In De ondergang van het Avondland, in twee delen verschenen in 1918 en 1922, schetst Oswald Spengler een meeslepend panorama van de menselijke geschiedenis. Hij laat zien hoe culturen opkomen en vergaan, in een proces dat vergelijkbaar is met het komen en gaan van de seizoenen. Op basis van een analyse van acht grote culturen ontwikkelt Spengler een methode die hem in staat stelt het heden te duiden als een tijd van cultureel verval en voorspellingen te doen over de toekomst van onze westerse beschaving.

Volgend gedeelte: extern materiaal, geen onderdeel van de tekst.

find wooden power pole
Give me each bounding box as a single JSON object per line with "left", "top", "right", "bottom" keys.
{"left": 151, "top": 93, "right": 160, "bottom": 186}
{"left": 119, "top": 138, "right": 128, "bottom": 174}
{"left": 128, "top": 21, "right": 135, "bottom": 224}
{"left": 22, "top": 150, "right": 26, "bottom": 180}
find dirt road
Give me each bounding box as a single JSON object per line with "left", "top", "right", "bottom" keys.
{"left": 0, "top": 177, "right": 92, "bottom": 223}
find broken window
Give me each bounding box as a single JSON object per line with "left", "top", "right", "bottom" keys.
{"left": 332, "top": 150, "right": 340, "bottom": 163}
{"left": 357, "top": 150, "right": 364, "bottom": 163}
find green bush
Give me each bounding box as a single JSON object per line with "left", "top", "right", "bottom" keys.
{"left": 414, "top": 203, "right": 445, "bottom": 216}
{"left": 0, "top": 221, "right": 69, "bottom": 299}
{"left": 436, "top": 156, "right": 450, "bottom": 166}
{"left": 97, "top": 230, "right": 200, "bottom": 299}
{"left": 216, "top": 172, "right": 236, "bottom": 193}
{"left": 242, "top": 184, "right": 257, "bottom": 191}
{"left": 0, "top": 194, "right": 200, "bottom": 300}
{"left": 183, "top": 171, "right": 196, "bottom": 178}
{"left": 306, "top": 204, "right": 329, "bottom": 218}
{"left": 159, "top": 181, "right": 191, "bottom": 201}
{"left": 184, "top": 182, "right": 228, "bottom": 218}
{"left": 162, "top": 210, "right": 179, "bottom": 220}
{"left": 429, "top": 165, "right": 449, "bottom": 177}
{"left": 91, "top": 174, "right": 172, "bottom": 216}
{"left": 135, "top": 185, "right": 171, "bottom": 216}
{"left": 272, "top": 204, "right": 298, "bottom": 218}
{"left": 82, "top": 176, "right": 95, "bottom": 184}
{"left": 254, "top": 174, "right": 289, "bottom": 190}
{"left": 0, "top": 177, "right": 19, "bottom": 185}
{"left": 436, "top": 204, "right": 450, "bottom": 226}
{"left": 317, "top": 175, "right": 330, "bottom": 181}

‘Het blijft moeilijk je niet te laten meeslepen door zo’n duizelingwekkende mix van historische verbeeldingskracht en zelfverzekerdheid. met dank aan vertaler Mark Wildschut die bijna 1200 bladzijden lang een formidabele prestatie heeft geleverd.’ – ARNOLD HEUMAKERS IN NRC
‘De ondergang van het Avondland staat onmiskenbaar vol prikkelende beelden en gedachten. Tijdens het herlezen ervoer ik opnieuw dat mijn gedachten dankzij de tekst afdwaalden naar ongekende vertes, rare verbanden, verrassende inzichten.’ – CHRIS VAN DER HEIJDEN IN DE GROENE AMSTERDAMMER
Oswald Spengler (1880-1936) was een Duitse geschiedfilosoof en cultuurhistoricus. Hij verwierf wereldwijde faam met zijn magnum opus De ondergang van het Avondland dat in twee delen verscheen (1918 en 1922). Het boek was tegen de verwachtingen van Spengler en zijn uitgever in meteen een ongekend succes. Er werden honderdduizenden exemplaren van verkocht en het verscheen in meerdere vertalingen; Spenglers naam als een van de meest invloedrijke Duitse denkers was gevestigd. Van conservatieve denkers tot linkse cultuurcritici: de hele wereld was destijds ‘in de ban van Spengler’.